Havia já algum tempo que eu e o Abílio queríamos ir a Vila Pouca de Aguiar. Convocatórias de última hora feitas, mas ninguém estava disponível. Desenhei o trilho no Google Hearth e lá fui sozinho.
Às 8 h estava em Vila Pouca e a primeira dificuldade foi encontrar um café aberto. Depois de tomado o imprescindível café, estava na hora de preparar o equipamento. Segunda dificuldade, pneu da frente vazio e válvula bloqueada. Lá fui ter a um posto de abastecimento onde pedi um alicate e resolvi a questão.
8:50 h - Hora de partir. Embora em pleno Julho decidi levar o impermeável e ainda bem que o fiz. Os primeiros quilómetros à saída de Vila Pouca são realmente muito bonitos, com mata densa e com boa inclinação. Embora tivesse o trilho essencialmente em terra, decidi não arriscar (muito) e fiz os primeiros 6 quilómetros a subir em estrada, embora tivesse no meu raio de visão, o trilho marcado no GPS.
Chegado ao topo da Serra da Padrela a dificuldade era escolher os trilhos. Lá optei por um à esquerda e fiz uma boa parte da encosta norte da serra. A minha companhia nessa altura eram as aves de rapina e borboletas. Esta parte tem belíssimos trilhos, alguns rolantes, boas subidas e boas descidas.
Chegado ao topo (Eólicas e central da PT), passei a estrada para reencontrar o trilho e passados cerca de 2 quilómetros, grande susto. Um cão pastor, a fazer o seu trabalho, veio ao meu encontro (Amaral, lembrei-me do que me contaste do Alentejo). Acho que a velocidade máxima que registei (53 km/h) foi ali, a subir. Ainda tem a imagem de um cão enorme, com coleira de picos a rosnar ao lado do meu pedal esquerdo. UFA.
O resto foi pura descoberta, nos locais mais inóspitos onde estávamos eu, a bicicleta e o GPS. Por 3 vezes escolhi mal o trilho, desci e depois tive que subir, mas entretanto registei duas histórias fantásticas.
Em Curros, uma das aldeias por onde passei, veio um senhor ter comigo e perguntou:
- Está a ver os peixes?
- Não, estou a tirar umas fotografias.
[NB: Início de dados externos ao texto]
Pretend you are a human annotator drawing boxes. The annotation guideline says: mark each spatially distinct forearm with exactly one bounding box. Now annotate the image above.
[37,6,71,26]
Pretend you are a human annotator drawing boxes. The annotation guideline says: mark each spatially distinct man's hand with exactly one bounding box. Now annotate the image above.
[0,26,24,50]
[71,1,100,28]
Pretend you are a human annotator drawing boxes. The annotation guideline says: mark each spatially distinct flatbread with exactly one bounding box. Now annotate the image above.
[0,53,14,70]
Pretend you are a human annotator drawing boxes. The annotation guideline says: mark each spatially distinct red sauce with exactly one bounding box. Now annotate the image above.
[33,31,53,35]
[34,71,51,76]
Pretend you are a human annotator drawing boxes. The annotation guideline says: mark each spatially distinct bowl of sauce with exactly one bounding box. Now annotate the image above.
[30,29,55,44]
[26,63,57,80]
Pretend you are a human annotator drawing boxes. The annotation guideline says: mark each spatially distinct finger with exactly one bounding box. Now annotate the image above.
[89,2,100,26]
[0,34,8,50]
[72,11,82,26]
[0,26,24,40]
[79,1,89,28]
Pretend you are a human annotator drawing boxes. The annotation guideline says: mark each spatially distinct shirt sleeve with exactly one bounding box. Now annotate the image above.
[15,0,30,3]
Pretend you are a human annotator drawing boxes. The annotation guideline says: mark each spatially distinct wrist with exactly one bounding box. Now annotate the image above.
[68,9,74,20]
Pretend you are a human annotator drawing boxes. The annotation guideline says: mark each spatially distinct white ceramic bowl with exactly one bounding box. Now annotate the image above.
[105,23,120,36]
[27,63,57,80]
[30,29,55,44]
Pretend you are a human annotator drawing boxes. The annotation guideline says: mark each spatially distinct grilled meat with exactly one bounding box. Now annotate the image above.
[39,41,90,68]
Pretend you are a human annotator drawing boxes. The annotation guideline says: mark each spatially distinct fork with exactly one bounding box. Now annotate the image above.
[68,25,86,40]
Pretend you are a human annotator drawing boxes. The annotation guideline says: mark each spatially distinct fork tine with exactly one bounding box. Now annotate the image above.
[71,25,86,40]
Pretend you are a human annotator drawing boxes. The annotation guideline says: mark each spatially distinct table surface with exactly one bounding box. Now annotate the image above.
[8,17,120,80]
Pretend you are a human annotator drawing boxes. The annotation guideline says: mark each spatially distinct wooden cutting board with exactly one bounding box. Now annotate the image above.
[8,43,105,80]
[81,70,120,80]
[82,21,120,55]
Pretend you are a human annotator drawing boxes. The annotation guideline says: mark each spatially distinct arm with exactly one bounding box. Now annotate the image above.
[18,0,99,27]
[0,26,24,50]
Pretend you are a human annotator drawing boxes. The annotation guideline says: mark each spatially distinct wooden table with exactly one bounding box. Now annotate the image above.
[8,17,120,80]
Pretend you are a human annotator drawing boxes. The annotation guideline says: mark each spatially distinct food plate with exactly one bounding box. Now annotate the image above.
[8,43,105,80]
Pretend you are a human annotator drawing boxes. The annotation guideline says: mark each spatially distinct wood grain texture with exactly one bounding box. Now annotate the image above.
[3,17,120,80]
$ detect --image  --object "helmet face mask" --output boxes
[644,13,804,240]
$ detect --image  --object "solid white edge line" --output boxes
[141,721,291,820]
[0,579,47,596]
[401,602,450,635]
Mas aqui há peixes?
- Havia trutas, mas um pescador de Murça leva tudo. Pesca com morcões. Sabe o que são morcões?
- Claro que sei o que são morcões.
- É ilegal, mas ele compra para ai um quilo e às vezes estão 20 pescadores e só o de Murça é que pesca.
Moral da história o de Murça e os morcões fazem uma dupla implacável.
Mais à frente, entro noutra aldeia, cujo nome não registei, e vi um casal de idosos a quem perguntei onde podia encontrar água. A senhora disse:
- Bata ai nesse portão azul que a senhora dá-lhe água.
O senhor disse logo:
- Não bata nada que a senhora está a dormir. Venha daí que eu dou-lhe água.
Ao descer a rua perguntou:
- Os outros demoram?
- Não há mais ninguém, sou só eu.
Haviam de ver a cara de espanto do homem.
- Noutro dia eram para aí uns 30. Até tinham motas
Depois de se certificar que era realmente só eu, disse.
- Olhe, não quer antes um copo de vinho.
São duas histórias simples, que nos enriquecem, e quebram a rotina daquelas populações.
Depois foi tempo de chegar ao sopé da serra de Sta. Comba por volta das 15:00 h com 60 kms percorridos, outro tanto para voltar e um tempestade ameaçadora. Decidi “abortar a missão” e voltar por estrada, o que se revelou acertado mas ainda assim duríssimo, pois foram 25 kms a subir debaixo de chuva e vento contrário.
Em resumo, foi um dia bem passado que deixa vontade de lá voltar.